Authors
Chishu Homma, Matthias Stadler, Dibyendu Khan, Nagesh Samane, Sven Ingebrandt, Yuhei Hayamizu, Vivek Pachauri
Published in
Nanoscale. Jul 14, 2026. Epub Jul 14, 2026.
Abstract
Graphene-based biologically sensitive field-effect transistors (BioFETs) are promising electrical biosensors owing to their two-dimensional (2D) transducer channels that are exceptionally sensitive to the interfacial phenomena. The signal transduction in such 2D BioFETs often originates via mechanisms that are beyond surface charge sensitivity and not fully captured by conventional models. Here, we present an analytical framework for reduced graphene oxide (rGO)-based 2D BioFETs that integrates a drift-diffusion description of electrical transport with solid-liquid interface physics via a two-dimensional/bio-functional layer/electrolyte interface (2DiBLE) model. The approach treats the electrical double layer (EDL) and the bio-functional layer (BFL) as dynamic series capacitances including the binding-induced dielectric modulation of the BFL and interfacial water. In this novel analytical framework, the charge carrier densities in the 2D channel are expressed in closed form as functions of BFL thickness, effective permittivity and binding occupancy, enabling predictions of transfer characteristics and minimum conductivity.
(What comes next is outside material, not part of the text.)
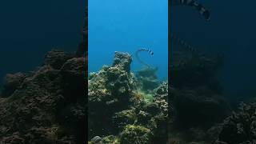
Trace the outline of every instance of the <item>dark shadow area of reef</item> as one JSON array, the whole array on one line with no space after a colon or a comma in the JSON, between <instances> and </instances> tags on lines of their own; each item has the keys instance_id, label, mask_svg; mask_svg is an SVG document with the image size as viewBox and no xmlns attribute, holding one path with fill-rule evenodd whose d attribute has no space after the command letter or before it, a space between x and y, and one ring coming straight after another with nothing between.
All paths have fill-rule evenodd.
<instances>
[{"instance_id":1,"label":"dark shadow area of reef","mask_svg":"<svg viewBox=\"0 0 256 144\"><path fill-rule=\"evenodd\" d=\"M255 143L255 101L230 106L218 78L223 55L201 54L172 38L169 143Z\"/></svg>"}]
</instances>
Simulations based on this framework validate key experimental findings from aptamer-ligand binding including thickness-dependent current changes, polarity and magnitude of charge-neutral-point shifts, and decreases in minimum conductivity due to enhanced scattering under reduced permittivity. The model quantitatively obeys the dose-response curves measured and resolves apparent discrepancies between affinities inferred from voltage shifts and conductivity metrics through distinct sensitivity kernels. By explicitly coupling electrostatics, dielectric effects, and transport in rGO channels, the 2DiBLE framework provides a compact yet predictive tool for interpreting 2D BioFET sensor signals and for rationally optimizing interfacial architecture.
PMID:
42446898
Bibliographic data and abstract were imported from PubMed on 14 Jul 2026.